Hi forum!
I have been having some thoughts on how the Zodiac may have enciphered Z340 after the quick break of Z408. I think by now everyone agrees it is not a vanilla homophone cipher – but I also don’t believe it is going to be overly complicated. He would obviously want the cipher to be stronger but would presumably be limited to pen and paper.

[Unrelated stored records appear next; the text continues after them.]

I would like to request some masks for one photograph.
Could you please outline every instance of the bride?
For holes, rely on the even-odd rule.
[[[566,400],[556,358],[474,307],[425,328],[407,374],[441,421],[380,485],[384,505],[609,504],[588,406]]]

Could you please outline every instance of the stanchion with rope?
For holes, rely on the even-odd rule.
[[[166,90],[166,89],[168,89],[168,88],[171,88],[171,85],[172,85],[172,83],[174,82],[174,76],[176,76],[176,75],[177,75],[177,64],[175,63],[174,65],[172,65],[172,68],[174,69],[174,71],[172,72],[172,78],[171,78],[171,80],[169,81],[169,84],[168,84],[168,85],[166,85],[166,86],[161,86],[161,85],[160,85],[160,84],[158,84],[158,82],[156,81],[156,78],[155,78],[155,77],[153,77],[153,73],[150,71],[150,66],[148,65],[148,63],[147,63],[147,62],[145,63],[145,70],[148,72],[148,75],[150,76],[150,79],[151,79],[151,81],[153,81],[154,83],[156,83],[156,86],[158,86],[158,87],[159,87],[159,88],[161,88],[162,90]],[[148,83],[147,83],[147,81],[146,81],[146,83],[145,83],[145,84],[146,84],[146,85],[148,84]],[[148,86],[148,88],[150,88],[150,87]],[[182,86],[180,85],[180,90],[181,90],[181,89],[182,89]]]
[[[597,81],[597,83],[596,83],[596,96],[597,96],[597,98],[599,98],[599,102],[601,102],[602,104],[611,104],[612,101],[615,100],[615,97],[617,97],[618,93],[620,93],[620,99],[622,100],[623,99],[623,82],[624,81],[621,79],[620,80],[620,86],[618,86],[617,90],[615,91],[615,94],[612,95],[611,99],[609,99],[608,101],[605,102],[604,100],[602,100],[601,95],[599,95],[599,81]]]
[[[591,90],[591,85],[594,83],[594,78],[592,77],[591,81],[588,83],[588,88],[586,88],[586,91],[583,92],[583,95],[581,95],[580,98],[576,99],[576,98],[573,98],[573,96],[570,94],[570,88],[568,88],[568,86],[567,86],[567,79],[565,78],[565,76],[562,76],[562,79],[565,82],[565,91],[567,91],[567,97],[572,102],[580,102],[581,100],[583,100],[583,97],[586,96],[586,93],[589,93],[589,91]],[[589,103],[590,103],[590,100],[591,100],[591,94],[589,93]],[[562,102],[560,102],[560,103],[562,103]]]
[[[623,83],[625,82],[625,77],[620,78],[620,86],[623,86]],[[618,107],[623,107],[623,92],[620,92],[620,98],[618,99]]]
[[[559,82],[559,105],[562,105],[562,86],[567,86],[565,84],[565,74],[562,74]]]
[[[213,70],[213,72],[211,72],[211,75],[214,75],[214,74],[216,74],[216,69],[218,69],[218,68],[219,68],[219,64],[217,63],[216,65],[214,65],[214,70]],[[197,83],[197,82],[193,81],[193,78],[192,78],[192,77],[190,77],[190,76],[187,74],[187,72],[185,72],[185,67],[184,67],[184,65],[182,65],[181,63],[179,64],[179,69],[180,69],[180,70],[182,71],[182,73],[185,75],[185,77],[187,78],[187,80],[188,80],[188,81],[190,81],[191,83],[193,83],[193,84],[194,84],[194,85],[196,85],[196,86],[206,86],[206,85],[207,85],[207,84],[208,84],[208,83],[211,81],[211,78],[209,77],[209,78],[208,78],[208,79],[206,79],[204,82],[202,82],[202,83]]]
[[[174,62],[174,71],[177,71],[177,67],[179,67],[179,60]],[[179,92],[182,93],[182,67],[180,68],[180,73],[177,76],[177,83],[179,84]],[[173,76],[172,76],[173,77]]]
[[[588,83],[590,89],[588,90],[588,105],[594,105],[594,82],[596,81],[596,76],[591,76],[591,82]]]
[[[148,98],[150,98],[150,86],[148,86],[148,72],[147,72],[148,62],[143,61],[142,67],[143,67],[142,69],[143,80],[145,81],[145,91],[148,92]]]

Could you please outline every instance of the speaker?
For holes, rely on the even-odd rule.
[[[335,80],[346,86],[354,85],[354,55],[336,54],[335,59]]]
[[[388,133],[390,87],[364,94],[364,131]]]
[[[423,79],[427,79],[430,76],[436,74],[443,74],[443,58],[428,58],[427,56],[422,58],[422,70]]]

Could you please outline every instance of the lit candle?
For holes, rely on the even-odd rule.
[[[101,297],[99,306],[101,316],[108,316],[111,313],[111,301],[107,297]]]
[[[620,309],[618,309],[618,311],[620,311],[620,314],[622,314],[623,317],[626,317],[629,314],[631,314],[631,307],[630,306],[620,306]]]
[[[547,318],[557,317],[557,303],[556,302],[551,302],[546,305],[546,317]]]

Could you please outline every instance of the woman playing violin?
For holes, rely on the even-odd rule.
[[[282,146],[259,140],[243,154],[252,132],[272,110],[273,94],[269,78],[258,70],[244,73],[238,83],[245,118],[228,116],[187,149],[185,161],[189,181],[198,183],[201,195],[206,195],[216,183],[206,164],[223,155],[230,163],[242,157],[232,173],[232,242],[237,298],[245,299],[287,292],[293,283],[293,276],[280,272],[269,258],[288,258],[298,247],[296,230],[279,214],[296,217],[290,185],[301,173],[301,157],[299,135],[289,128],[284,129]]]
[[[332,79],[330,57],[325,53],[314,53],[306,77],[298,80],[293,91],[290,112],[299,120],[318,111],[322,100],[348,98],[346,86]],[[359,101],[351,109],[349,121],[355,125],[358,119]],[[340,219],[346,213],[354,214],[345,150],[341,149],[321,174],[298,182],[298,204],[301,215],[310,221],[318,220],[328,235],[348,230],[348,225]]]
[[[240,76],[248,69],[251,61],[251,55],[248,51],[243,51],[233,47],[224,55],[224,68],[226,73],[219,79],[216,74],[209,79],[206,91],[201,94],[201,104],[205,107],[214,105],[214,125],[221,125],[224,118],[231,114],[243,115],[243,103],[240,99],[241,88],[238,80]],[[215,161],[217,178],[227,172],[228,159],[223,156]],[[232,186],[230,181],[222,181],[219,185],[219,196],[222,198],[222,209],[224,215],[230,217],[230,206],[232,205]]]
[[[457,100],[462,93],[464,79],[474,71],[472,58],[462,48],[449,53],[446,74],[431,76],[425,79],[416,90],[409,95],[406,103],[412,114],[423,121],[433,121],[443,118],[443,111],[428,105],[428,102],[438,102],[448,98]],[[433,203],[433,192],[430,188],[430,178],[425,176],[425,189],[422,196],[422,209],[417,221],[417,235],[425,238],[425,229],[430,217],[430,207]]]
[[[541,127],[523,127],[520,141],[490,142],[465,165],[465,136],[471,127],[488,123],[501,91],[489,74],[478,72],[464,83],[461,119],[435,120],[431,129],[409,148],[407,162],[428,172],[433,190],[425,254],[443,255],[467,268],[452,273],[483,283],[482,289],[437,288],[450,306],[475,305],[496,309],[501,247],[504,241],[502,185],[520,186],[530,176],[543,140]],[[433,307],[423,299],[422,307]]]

I have seen some discussion on the odd/even properties of Z340 but I don’t think anyone has (yet) suggested that perhaps Z340 was enciphered with a dual-alphabet system – one for the odds and one for the evens. This would have been relatively straightforward for the Zodiac to implement as he would just have to double-up his efforts from the Z408 – the overall system would remain the same. This could also help explain some of the odd properties of Z340. I believe some of the patterns we can see may actually be intentional red-herrings on the part of Z. I also believe the the "ZODAIK" signature is legitimate ciphertext but misspelled because that was the closest he could get with the symbols he had to chose from.
Anyway, I decided to test the dual-alphabet idea by passing Z340 through a remapping process which reassigned every second symbol to a new alphabet, effectively creating a new version of Z340 which contains 112 unique symbols. I could then process this in zkdecrypto as normal. The modified message is at the bottom of this post. Splitting the symbols does flatten the frequency curve a little (14, 10, 8, 7, …) It can be further flattened at the high end by assuming the set (B, – and mirrored-D) are homophones (I have good reasons for suspecting this but that is a subject for another day). Unfortunately it also creates 22 single-occurrence symbols.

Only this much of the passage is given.